Google is not just a search engine, and social networking is only one facet of Facebook, Snapchat and Instagram. These platforms constantly engage with their audience, baiting us into spending more time online, with just profit as the singular goal.
"Our attention is the product being sold to advertisers"; "We are the product"; "Changing what you do, how you think, who you are," are statements echoed by almost every interviewee. It is no secret that the once niche internet companies are one of the wealthiest in all of human history (Forbes lists Facebook founder Mark Zuckerberg's net worth close to $100 billion). Constant tracking and storing of personal data is the only way; and no Big Tech company, no matter how ethical they may seem on the surface functions sans this practice. The amount of time spent glued to a screen is one problem, but there is also the real-world impact of the type of content consumed. Twitter may be the 21st century's newspaper, but the information every user receives is tailor-made to their preferences and usage patterns.

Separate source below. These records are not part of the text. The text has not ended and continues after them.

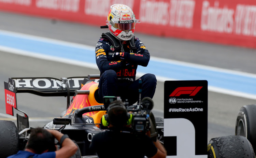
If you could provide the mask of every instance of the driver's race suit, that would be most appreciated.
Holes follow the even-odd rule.
[[[146,67],[150,53],[144,44],[133,37],[128,41],[117,40],[110,33],[103,33],[96,45],[96,62],[100,71],[98,91],[100,98],[104,96],[120,96],[128,99],[130,104],[138,101],[139,88],[142,90],[141,98],[153,97],[156,79],[147,74],[136,80],[138,65]]]

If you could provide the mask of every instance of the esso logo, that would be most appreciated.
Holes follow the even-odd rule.
[[[15,100],[14,97],[8,94],[6,95],[6,102],[12,106],[14,105]]]

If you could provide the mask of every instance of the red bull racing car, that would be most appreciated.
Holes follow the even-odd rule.
[[[101,102],[98,97],[99,77],[99,75],[95,75],[87,77],[62,78],[60,80],[52,78],[9,78],[9,82],[4,83],[6,113],[13,116],[14,107],[23,113],[24,116],[17,114],[17,127],[12,122],[0,120],[1,129],[6,132],[11,129],[12,131],[4,132],[6,134],[3,135],[0,134],[0,138],[4,137],[4,142],[2,143],[5,147],[0,149],[0,155],[6,157],[25,148],[30,129],[28,116],[17,108],[16,93],[29,93],[42,96],[67,97],[67,110],[60,113],[60,117],[55,118],[43,127],[58,130],[68,134],[79,147],[78,153],[74,157],[97,157],[96,153],[91,153],[88,149],[90,142],[95,134],[108,129],[102,126],[101,120],[106,113],[108,104],[120,99],[119,97],[107,97],[105,103]],[[72,96],[73,97],[70,101]],[[129,108],[135,111],[134,106],[138,107],[137,105],[130,107],[127,106],[128,111]],[[161,140],[163,137],[163,119],[156,118],[157,121],[161,121],[157,127],[159,139]],[[146,124],[148,126],[149,121]]]
[[[62,133],[68,134],[69,138],[75,142],[79,147],[79,149],[72,157],[97,157],[96,153],[91,153],[89,149],[90,143],[94,135],[96,133],[108,129],[107,127],[103,126],[101,120],[102,116],[106,114],[108,104],[115,99],[119,99],[116,96],[107,97],[104,98],[104,103],[101,102],[98,96],[98,81],[99,77],[99,75],[89,75],[86,77],[62,78],[61,80],[48,77],[13,78],[9,78],[8,82],[5,82],[6,114],[13,116],[14,108],[23,113],[24,115],[17,114],[17,127],[13,122],[0,120],[1,128],[0,139],[1,140],[0,142],[0,157],[6,157],[15,154],[18,150],[24,149],[29,138],[29,133],[32,127],[29,127],[28,116],[26,113],[17,108],[16,94],[18,93],[29,93],[42,96],[66,97],[66,110],[62,113],[60,112],[60,117],[54,118],[52,121],[42,127],[61,131]],[[188,87],[186,87],[185,88],[187,89]],[[180,89],[181,88],[178,88]],[[191,92],[190,93],[189,93],[190,94]],[[168,98],[167,100],[169,100],[169,101],[171,100],[173,101],[176,99],[175,96],[169,97],[169,94],[168,94],[167,97],[171,97],[172,100],[170,100],[170,98]],[[70,97],[72,96],[73,97],[71,101]],[[207,95],[206,98],[207,100]],[[141,102],[143,103],[142,101]],[[172,101],[168,103],[171,103],[171,104],[173,105],[174,102]],[[128,111],[133,113],[134,116],[140,117],[140,119],[142,117],[144,118],[146,118],[144,114],[148,114],[153,108],[153,104],[151,103],[147,104],[140,103],[139,105],[130,106],[127,105]],[[207,112],[206,116],[207,120]],[[59,116],[59,114],[58,116]],[[142,128],[145,129],[142,130],[141,128],[136,128],[137,124],[134,123],[136,122],[136,118],[138,117],[133,117],[134,120],[131,127],[133,129],[132,132],[137,134],[140,132],[143,133],[146,130],[150,130],[151,126],[152,125],[152,121],[151,123],[150,123],[150,119],[144,119],[145,121],[143,124],[144,127]],[[156,127],[157,131],[155,133],[158,134],[157,136],[158,140],[163,144],[164,119],[160,118],[154,118],[156,123],[156,125],[154,125]],[[164,120],[165,124],[167,123],[167,121],[166,121],[165,119]],[[181,120],[185,121],[184,122],[189,122],[184,119]],[[169,121],[172,120],[166,119],[166,120]],[[140,125],[140,127],[141,125]],[[181,125],[177,126],[179,127],[182,126]],[[166,124],[165,127],[168,127],[167,128],[168,131],[172,130],[172,128],[169,127],[172,127],[173,128],[175,128],[174,125]],[[200,127],[199,128],[194,127],[193,129],[193,126],[191,126],[192,129],[196,132],[202,130],[202,128]],[[207,126],[206,128],[207,128]],[[185,131],[182,133],[179,132],[178,134],[179,135],[184,134],[187,136],[191,135],[190,133],[190,135],[188,134],[191,132]],[[167,137],[169,136],[171,137]],[[207,137],[207,134],[206,136]],[[179,146],[178,142],[180,141],[179,137],[166,133],[164,137],[165,140],[166,138],[167,138],[165,142],[167,143],[165,144],[167,144],[165,147],[167,151],[168,157],[172,156],[176,158],[183,157],[179,156],[179,154],[175,151],[177,151],[177,148],[181,147],[185,152],[183,153],[185,153],[186,150],[188,149]],[[174,139],[173,139],[173,138]],[[170,138],[171,138],[172,140],[176,140],[176,141],[173,141],[173,143],[170,143],[168,141],[170,140]],[[186,144],[190,143],[186,142]],[[175,144],[172,145],[172,144]],[[170,146],[167,145],[170,145]],[[205,146],[206,145],[207,143],[205,144]],[[202,149],[202,155],[195,153],[195,142],[189,145],[191,148],[194,146],[194,149],[190,150],[192,151],[191,153],[192,154],[189,157],[255,158],[252,145],[244,137],[233,135],[213,138],[210,141],[207,147],[205,146],[205,149]],[[204,145],[203,145],[204,146]],[[170,149],[172,150],[171,152],[169,152]],[[173,153],[174,154],[172,155]]]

The biggest ramifications of social media discussed in The Social Dilemma are political polarisation and fake news. At the hands of governments or a state actor with immense wealth, social media has been successfully weaponised to create echo chambers of propaganda.
Whether its Russian interference of the 2016 US elections, hate speech against Myanmar's Rohingya Muslims or dissemination of propaganda by political parties in India, Facebook has especially come under fire.

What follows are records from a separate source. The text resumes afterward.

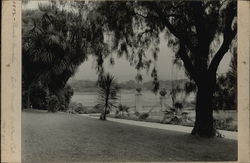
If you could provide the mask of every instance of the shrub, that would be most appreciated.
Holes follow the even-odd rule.
[[[141,119],[141,120],[145,120],[145,119],[147,119],[149,117],[149,113],[141,113],[140,115],[139,115],[139,119]]]

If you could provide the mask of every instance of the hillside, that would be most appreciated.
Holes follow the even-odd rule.
[[[180,79],[180,80],[160,80],[160,88],[166,88],[171,89],[175,85],[179,85],[180,87],[183,87],[185,82],[187,82],[186,79]],[[90,80],[70,80],[68,84],[74,89],[75,92],[94,92],[96,91],[96,81],[90,81]],[[134,80],[129,80],[126,82],[119,83],[119,86],[121,89],[124,90],[133,90],[136,88],[137,83]],[[153,85],[152,81],[147,81],[142,84],[142,88],[144,90],[152,90]]]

The documentary recaps recent instances of unrest internationally with a montage of news clips followed by one interviewee declaring social media as a killer of democracy. Venture capitalist and early investor in Facebook presents an unsettling observation, "The Russians didn't hack Facebook. What they did was use the tools Facebook created for legitimate advertisers and legitimate users, and they applied it to a nefarious purpose." Recently, the platform was called out for failure to apply hate speech rules to accounts linked with the Bhartiya Janata Party despite being reported for promoting violence.
The Social Dilemma may seem like an ordeal at its length of one and a half hours, but it is an essential watch for novices and regular users of social media. That we are mere pawns whose habits and behaviours are being monitored and manipulated, is a cause for alarm. Maybe it is time to practice some restraint and go for that much-needed digital detox.